The Cuda samples work fine on the GTX 960. Its on the first call to cudaMemcpy2D.
The program workflow is more or less like that:
- allocate ‘device’ buffer for image A
- allocate ‘host’ buffer for image A
- copy from ‘host’ buffer for image A to ‘device’ buffer for image A.
Unfortunately, I cannot give a self-consistent code here.
This is, because we have a complex framework which does ‘lazy’ transfers under the hood. So image A actually has two buffers - device and host, and some flags which tells which buffer is the valid one. the cudaMemcpy2D mentioned above is done automatically under the hood when image A is requested for read on the device.
Furtermore, all CUDA API functions (and own-written functions which call a GPU kernel) are not called directly in our framework. Instead, for each GPU one ‘GPUWorker’ object is responsible. This object gets ‘jobs’ to be done (via boost::bind) and executes them in a serialized way. This mechanism is in order to ensure CPU-thread-safety (typically, CUDA kernels are not thread-safe as they usually use constant memory, texture references or other non-thread-safe stuff).
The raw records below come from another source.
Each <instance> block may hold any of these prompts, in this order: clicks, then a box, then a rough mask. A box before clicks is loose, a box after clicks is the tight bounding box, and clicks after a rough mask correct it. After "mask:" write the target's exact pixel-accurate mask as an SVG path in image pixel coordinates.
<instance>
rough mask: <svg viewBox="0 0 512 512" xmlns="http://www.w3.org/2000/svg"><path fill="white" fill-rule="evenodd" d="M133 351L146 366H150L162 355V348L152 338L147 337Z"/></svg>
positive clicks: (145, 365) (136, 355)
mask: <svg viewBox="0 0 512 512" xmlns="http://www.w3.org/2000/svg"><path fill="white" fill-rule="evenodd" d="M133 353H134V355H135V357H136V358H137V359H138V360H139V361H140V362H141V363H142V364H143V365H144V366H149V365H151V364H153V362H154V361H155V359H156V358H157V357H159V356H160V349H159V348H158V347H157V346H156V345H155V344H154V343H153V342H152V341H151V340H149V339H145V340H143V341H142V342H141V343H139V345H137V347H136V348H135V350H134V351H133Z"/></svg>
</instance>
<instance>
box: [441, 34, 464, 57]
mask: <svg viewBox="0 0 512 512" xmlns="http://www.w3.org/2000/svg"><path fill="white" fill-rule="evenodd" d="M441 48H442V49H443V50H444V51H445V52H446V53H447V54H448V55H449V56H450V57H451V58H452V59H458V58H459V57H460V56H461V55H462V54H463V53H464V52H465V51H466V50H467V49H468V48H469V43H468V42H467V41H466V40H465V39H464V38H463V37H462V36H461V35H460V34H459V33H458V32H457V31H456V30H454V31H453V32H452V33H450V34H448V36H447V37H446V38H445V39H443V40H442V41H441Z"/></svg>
I wrote a self-consistent example where the CUDA API calls are done without a GPUWorker object, but ‘unfortantely’ that example works.
And the most strange thing is - the same test code actually WORKS (does not hang) with Visual Studio 2013, Cuda Toolkit 7.0 !! I also checked the result image (after copying host->device), looks fine. also no error code ris eported from ‘cudaMemcpy2D’ fn.
So as we currently migrating everything to VS 2013 and Cuda Toolkit 7.0, I will not investigate this issue further and simply consider it as a strange ‘artifact’ of the combination of Cuda Toolkit 5.0 ,Maxwell card and the newest drivers. We had such stuff already (strange errors on certain cards with certain drivers).